Question

1. Use a graph to estimate the absolute maximum and minimum values of the function to two decimal places.
2. Use calculus to find the exact maximum and minimum values.

72. \(f\left( x \right) = x - {\bf{2cos}}\,x\), \( - {\bf{2}} \le x \le {\bf{0}}\)

Short answer

1. The point \(f\left( { - 2} \right) = - 1.17\) is the abosolute maximum. The point \(f\left( { - 0.52} \right) = - 2.26\) is the absolute minimum.

2. The maximum value of \(f\left( x \right)\) is \( - 2 - 2\cos 2\) at \(x = - 2\) and the minimum value is \( - \frac{\pi }{6} - \sqrt 3 \) at \(x = - \frac{\pi }{6}\).

Step-by-step solution

(a) Step 1: Sketch the graph of \(f\left( x \right)\)

In the desmos graphing calculator (for closed interval) enter the expression \(x - 2\cos x\) in the tab and enter the interval \( - 2 \le x \le 0\), to plot the curve of \(f\left( x \right) = x - 2\cos x\).

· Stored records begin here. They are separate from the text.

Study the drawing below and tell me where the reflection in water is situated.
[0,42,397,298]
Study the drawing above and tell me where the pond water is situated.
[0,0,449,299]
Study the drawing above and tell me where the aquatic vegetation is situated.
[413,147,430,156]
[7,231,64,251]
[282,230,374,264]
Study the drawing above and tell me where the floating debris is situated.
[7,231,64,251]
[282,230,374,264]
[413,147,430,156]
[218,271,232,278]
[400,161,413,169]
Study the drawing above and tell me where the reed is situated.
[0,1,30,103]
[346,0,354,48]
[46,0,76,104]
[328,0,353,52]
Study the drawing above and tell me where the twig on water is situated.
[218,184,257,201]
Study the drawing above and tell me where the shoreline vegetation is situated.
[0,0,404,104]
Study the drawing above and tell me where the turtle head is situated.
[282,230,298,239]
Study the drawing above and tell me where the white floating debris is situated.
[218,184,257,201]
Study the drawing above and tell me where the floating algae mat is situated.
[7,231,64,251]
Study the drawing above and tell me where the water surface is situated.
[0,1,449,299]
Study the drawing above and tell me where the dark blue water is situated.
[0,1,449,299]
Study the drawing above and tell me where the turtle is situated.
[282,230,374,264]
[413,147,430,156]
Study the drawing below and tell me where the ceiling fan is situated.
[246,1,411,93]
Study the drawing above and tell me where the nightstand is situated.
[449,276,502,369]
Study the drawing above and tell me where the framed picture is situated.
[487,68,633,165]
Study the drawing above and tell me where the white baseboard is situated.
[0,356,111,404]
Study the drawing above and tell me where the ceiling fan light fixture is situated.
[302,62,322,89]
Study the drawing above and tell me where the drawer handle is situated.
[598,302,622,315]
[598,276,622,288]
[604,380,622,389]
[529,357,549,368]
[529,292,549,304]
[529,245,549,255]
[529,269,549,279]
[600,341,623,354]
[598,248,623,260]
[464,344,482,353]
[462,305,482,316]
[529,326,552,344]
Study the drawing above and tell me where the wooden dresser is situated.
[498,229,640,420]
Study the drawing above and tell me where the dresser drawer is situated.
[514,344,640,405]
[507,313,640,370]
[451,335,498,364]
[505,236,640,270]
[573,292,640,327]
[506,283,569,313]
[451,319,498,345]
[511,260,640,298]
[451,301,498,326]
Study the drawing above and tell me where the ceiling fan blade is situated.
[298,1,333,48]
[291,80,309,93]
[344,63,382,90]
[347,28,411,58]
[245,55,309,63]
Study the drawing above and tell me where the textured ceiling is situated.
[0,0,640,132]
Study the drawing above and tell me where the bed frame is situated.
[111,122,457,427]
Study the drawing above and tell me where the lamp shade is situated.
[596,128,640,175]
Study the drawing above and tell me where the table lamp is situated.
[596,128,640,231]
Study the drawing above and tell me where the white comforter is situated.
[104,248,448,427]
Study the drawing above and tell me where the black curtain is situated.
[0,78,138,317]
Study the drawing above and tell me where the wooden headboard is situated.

The figure below represents the graph of \(f\left( x \right)\).

Find the point of maximum and minimum of \(f\left( x \right)\)

Following observations can be made from the graph of \(f\left( x \right)\).

1. The point \(f\left( { - 2} \right) = - 1.17\) is the abosolute maximum.
2. The point \(f\left( { - 0.52} \right) = - 2.26\) is the absolute minimum.

(b) Step 3: Differentiate the function \(f\left( x \right)\)

Find the derivative of \(f\left( x \right)\).

\(\begin{aligned}{c}f'\left( x \right) &= \frac{{\rm{d}}}{{{\rm{d}}x}}\left( {x - 2\cos x} \right)\\ &= 1 + 2\sin x\end{aligned}\)

Find the root of the equation \(f'\left( x \right) = 0\).

\(\begin{aligned}{c}1 + 2\sin x &= 0\\\sin x &= - \frac{1}{2}\\x &= - \frac{\pi }{6}\end{aligned}\)

Find the values of function at critical points of \(f\left( x \right)\)

The value of \(f\left( x \right)\) at \(x = - 2\);

\(\begin{aligned}{c}f\left( { - 2} \right) &= - 2 - 2\cos \left( { - 2} \right)\\ &= - 2 - 2\cos 2\end{aligned}\)

At \(x = - \frac{\pi }{6}\),

\(\begin{aligned}{c}f\left( { - \frac{\pi }{6}} \right) &= - \frac{\pi }{6} - 2\cos \left( { - \frac{\pi }{6}} \right)\\ &= - \frac{\pi }{6} - 2\left( {\frac{{\sqrt 3 }}{2}} \right)\\ &= - \frac{\pi }{6} - \sqrt 3 \end{aligned}\)

Thus, the maximum value of \(f\left( x \right)\) is \( - 2 - 2\cos 2\) at \(x = - 2\) and the minimum value is \( - \frac{\pi }{6} - \sqrt 3 \) at \(x = - \frac{\pi }{6}\).